As mentioned by @trevor, one option could be the player fixing exploits at a cost. Whether it be during a maintenance (If maintenance is implemented), during a version update, once per [in game] day, or at will.
Another possible solution could be to contact cheat tool distributors and pay them off. It’d need to cost a pretty penny, of course.
Fixing the exploits would work as a short term ‘Band-Aid’ solution but while the hackers behind the cheats are still active, they’ll always be looking for a way around.
Anyway that’s just something to think about. I do agree that banning a cheater should scare others out of cheating. Definitely happens in the real world!

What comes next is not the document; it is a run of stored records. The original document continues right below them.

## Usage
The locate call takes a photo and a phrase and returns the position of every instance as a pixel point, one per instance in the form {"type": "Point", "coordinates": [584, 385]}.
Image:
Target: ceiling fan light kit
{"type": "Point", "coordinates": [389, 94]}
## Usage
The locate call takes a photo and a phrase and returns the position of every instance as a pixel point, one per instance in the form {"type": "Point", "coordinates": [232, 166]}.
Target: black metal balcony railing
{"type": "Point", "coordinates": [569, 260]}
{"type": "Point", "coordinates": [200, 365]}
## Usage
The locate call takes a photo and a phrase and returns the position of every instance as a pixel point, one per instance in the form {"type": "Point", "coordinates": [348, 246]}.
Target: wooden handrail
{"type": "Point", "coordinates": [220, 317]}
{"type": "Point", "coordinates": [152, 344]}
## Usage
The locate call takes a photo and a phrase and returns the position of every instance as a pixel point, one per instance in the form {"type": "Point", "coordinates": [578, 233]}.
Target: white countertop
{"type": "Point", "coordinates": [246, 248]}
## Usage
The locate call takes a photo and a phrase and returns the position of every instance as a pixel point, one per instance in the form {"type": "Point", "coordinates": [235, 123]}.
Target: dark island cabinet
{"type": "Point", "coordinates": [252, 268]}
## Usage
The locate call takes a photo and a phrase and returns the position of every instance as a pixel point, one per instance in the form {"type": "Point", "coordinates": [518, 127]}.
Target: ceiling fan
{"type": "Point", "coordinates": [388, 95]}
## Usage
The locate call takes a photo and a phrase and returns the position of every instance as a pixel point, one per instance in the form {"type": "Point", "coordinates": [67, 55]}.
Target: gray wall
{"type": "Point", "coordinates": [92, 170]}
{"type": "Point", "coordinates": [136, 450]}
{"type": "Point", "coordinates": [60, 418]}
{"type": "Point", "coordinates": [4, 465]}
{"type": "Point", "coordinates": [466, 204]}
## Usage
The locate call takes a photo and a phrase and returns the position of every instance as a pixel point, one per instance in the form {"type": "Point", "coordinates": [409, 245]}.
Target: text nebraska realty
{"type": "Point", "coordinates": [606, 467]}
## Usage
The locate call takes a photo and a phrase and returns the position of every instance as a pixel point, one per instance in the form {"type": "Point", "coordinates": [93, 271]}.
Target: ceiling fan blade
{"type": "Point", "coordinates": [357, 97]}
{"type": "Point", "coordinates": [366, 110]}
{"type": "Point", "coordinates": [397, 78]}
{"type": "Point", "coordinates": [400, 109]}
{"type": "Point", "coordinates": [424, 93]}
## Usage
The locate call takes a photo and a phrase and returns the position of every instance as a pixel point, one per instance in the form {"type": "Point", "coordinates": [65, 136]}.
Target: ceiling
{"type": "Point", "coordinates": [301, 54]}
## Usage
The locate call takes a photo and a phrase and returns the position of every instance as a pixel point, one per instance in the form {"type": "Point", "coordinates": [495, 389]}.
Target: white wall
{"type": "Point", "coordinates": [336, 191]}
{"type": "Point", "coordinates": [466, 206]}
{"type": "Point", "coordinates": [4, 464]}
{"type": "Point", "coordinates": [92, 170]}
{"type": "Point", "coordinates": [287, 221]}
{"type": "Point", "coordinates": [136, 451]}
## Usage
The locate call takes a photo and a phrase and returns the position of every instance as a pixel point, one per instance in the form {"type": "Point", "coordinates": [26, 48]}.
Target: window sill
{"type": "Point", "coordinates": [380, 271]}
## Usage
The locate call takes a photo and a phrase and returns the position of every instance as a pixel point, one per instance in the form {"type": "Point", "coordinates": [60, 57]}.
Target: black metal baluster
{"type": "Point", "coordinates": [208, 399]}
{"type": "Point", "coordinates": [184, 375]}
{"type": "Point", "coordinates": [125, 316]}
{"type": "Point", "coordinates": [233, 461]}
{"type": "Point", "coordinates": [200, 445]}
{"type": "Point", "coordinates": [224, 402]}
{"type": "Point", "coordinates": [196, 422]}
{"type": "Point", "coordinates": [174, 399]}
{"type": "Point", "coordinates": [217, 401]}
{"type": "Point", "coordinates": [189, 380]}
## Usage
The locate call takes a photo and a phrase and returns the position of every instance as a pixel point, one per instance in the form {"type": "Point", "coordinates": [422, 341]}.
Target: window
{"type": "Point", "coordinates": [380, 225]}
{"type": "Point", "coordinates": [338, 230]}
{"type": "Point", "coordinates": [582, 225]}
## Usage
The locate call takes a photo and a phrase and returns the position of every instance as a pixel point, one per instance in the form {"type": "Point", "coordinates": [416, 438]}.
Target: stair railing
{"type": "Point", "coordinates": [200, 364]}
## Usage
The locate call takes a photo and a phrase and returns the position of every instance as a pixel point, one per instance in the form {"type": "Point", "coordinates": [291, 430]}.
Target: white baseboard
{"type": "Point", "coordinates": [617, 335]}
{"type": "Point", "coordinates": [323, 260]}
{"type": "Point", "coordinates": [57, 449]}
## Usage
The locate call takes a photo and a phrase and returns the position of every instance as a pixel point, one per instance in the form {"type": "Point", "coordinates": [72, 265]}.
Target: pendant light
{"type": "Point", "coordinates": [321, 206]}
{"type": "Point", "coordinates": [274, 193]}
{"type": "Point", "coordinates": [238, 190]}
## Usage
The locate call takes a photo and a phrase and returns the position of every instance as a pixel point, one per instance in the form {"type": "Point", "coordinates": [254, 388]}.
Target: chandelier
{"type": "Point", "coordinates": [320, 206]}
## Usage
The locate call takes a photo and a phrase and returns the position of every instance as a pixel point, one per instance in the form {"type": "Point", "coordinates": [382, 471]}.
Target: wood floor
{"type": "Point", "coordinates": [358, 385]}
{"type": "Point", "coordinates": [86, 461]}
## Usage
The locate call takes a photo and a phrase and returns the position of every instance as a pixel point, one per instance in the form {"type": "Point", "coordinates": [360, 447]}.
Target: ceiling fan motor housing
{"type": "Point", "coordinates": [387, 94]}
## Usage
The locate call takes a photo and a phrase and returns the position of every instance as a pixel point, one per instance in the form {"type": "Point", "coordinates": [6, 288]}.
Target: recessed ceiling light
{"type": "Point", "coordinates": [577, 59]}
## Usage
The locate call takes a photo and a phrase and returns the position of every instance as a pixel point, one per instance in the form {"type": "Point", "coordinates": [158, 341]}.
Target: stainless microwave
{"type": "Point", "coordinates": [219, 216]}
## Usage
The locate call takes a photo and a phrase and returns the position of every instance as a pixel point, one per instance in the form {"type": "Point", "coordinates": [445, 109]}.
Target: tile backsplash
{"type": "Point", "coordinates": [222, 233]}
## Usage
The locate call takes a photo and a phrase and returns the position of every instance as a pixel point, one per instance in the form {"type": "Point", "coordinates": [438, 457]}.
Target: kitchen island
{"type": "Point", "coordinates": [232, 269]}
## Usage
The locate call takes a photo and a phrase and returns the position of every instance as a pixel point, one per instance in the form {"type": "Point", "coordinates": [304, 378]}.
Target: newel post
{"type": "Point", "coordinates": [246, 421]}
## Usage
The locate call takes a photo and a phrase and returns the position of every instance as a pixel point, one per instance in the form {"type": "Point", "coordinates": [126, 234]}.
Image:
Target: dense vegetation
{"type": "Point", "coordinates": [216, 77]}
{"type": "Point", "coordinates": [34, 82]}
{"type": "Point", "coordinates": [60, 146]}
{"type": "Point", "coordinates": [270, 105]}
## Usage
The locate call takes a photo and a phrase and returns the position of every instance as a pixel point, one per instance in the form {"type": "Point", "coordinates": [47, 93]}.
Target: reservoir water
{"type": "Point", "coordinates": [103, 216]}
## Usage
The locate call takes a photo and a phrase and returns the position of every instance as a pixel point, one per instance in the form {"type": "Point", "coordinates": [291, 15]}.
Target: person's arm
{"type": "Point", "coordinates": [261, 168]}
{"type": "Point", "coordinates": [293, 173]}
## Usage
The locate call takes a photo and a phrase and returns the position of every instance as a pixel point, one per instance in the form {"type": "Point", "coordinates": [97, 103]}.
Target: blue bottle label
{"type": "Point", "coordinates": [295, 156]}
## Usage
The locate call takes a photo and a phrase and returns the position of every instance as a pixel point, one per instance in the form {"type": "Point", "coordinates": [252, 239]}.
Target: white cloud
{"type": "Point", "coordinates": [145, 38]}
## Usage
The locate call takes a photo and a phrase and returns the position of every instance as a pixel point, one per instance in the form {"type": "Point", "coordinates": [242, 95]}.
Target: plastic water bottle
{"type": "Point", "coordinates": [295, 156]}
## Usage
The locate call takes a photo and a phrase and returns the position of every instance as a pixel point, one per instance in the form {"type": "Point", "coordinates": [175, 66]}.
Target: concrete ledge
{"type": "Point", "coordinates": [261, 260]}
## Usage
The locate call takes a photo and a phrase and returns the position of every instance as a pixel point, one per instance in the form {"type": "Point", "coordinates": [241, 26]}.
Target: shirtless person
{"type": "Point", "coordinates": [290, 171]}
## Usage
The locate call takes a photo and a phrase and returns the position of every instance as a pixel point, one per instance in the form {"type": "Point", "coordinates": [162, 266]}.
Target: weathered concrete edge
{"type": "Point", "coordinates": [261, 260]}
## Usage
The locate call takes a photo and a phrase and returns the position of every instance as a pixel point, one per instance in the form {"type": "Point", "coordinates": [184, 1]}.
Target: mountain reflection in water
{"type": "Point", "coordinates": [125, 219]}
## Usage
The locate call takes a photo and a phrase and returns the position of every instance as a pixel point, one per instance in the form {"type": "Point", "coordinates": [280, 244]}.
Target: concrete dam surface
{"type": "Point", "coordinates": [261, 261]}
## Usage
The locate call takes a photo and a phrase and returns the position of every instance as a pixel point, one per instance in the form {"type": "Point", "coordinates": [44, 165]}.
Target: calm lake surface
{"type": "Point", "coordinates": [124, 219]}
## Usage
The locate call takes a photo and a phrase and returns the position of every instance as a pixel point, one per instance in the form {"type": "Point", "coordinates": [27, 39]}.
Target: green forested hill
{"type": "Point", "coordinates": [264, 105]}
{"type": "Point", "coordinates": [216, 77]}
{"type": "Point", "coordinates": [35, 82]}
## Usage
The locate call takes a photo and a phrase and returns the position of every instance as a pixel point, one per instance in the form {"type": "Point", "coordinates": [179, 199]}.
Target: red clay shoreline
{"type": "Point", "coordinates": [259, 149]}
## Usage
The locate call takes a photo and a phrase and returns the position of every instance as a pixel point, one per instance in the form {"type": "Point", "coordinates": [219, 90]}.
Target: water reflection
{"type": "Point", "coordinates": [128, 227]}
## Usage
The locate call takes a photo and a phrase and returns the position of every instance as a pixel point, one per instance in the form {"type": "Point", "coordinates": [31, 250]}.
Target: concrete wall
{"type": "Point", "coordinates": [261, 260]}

As a gameplay mechanism I guess it comes down to how big of a feature cheating will be in the game. Is it something the player will need to constantly keep an eye on and micromanage? Or maybe it’s a minor issue that the player can forget about for a while, wait for it to get to burning point, fix, and forget about it again.
If it needs to be managed constantly, the player could issue warnings to a cheater, resulting in a high% chance they stop cheating, but still a small chance they continue (in which they’d be banned). I’m just brainstorming here.
I hadn’t even considered issuing warnings! That’s totally something the player should be able to do, to manage misbehaving players.
I don’t want the game to be fundamentally about managing cheaters. It’s something that the player should perhaps think about once in a while, and occasionally might ‘explode’ into a major crisis (much like the ‘Disasters’ in the original SimCity), but it shouldn’t be in the top five list of things that the player is thinking about moment-to-moment, while playing.